Berlin – Im Prozess um fragwürdige Wahlkampfhilfe für ihren Vorsitzenden Jörg Meuthen hat die AfD eine herbe Niederlage erlitten. Das Berliner Verwaltungsgericht wies gestern eine Klage der Partei gegen eine von der Bundestagsverwaltung verhängte Strafzahlung von knapp 270 000 Euro ab. Es ging um Werbeaktionen für Meuthen, die von der Schweizer Goal AG im baden-württembergischen Landtagswahlkampf 2016 organisiert wurden. Nach Auffassung des Gerichts war das eine illegale Parteispende. Meuthen hätte sich vergewissern müssen, wer als Geldgeber dahintersteckt.
Meuthen berief sich auf seine damalige Unerfahrenheit.
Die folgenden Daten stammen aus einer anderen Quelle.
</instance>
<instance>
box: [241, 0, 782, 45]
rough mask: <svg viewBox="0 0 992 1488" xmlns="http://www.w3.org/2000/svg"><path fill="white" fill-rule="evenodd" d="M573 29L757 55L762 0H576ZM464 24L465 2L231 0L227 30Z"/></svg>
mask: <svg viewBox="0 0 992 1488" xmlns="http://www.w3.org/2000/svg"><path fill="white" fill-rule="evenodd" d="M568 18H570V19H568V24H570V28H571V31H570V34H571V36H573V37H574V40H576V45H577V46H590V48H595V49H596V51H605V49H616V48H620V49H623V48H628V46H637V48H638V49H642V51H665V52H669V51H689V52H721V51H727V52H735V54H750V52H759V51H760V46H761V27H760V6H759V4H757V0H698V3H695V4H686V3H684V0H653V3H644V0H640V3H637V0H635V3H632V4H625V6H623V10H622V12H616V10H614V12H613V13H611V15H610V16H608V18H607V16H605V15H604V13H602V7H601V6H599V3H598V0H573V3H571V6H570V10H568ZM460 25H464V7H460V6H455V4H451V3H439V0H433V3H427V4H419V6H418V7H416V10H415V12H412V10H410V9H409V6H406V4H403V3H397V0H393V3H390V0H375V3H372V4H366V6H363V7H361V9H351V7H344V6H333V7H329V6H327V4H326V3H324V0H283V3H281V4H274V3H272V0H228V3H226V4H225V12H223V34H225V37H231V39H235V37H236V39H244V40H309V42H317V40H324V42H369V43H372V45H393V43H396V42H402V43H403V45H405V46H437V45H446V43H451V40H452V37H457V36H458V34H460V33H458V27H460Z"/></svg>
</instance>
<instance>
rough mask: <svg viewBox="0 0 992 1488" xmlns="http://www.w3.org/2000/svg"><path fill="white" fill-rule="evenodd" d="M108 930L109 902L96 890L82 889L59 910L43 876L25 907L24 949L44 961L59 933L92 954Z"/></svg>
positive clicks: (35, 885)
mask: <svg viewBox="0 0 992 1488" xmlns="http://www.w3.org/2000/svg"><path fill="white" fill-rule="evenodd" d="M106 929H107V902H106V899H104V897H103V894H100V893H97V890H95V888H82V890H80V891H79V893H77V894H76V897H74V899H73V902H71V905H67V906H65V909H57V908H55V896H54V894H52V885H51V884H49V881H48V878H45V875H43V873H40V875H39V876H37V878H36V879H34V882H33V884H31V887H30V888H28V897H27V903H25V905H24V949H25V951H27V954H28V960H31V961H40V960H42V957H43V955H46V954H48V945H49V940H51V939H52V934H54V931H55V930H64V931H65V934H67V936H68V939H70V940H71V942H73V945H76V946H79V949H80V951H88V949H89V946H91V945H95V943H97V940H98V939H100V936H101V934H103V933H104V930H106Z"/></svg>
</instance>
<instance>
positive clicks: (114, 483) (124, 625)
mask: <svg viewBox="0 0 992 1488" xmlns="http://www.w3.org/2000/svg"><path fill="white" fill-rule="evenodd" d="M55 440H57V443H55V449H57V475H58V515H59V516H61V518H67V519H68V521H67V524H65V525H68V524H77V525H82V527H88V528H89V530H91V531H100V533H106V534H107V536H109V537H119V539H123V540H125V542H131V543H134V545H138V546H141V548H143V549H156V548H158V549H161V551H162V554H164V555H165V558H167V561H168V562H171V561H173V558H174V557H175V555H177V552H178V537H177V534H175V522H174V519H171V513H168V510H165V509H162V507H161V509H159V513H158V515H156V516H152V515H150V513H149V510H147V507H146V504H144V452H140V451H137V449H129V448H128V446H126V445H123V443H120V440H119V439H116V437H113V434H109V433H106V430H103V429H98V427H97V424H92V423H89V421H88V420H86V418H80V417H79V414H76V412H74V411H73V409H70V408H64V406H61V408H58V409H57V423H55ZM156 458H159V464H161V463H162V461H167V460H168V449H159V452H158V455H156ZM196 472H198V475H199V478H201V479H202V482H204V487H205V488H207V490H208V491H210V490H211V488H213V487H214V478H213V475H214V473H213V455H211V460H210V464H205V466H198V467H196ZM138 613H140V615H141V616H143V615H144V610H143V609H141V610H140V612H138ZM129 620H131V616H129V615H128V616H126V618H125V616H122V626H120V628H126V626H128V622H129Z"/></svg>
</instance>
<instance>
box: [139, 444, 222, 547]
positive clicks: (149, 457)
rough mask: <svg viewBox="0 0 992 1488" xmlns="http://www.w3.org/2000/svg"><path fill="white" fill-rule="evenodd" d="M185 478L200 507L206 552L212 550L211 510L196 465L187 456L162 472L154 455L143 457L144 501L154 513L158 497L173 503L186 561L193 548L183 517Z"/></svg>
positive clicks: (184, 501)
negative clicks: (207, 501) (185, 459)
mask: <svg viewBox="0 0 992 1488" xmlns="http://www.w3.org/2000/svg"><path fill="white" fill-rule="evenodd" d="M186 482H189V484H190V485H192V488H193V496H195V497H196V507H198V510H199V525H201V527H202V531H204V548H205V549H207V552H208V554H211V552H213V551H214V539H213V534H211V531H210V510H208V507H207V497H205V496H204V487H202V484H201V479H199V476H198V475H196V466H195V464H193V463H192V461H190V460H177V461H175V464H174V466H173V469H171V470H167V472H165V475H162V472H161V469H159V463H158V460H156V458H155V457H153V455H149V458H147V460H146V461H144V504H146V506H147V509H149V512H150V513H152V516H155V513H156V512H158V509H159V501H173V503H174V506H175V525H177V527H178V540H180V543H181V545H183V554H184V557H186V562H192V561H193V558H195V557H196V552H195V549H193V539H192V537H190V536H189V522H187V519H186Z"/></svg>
Im Landtagswahlkampf habe es „keine professionelle Organisation“ gegeben. Auf die Frage, ob ihm die von der Goal AG erstellten großen Plakate, die Flyer und Anzeigen nicht aufgefallen seien, antwortete Meuthen: „Ich habe vieles nicht mitgekriegt.“
Der Geschäftsführer der Goal AG, Alexander Segert, sei für ihn ein guter Bekannter gewesen, sagte Meuthen. Er habe sich damals gedacht: „Der Alexander hat da ein paar Plakate gemacht, nett vom Alexander.“ Über die Kosten habe er sich keine Gedanken gemacht. Die Goal AG hatte 2016 Werbeaktionen für den Meuthen im Wert von 89 800 Euro organisiert.
Auch beim Verwaltungsgericht anhängig ist eine weitere Streitsache, in der es um Leistungen der Schweizer PR-Agentur für Guido Reil aus NRW geht. Reil ist heute AfD-Europaabgeordneter. Bei AfD-Bundestagsfraktionschefin Alice Weidel ist der Fall anders gelagert. Hier droht eine Strafe von 396 000 Euro. Im Bundestagswahlkampf 2017 überwies eine Schweizer Pharmafirma in mehreren Tranchen 132 000 Euro an Weidels Kreisverband am Bodensee. In Meuthens Fall geht die Partei wahrscheinlich in Berufung.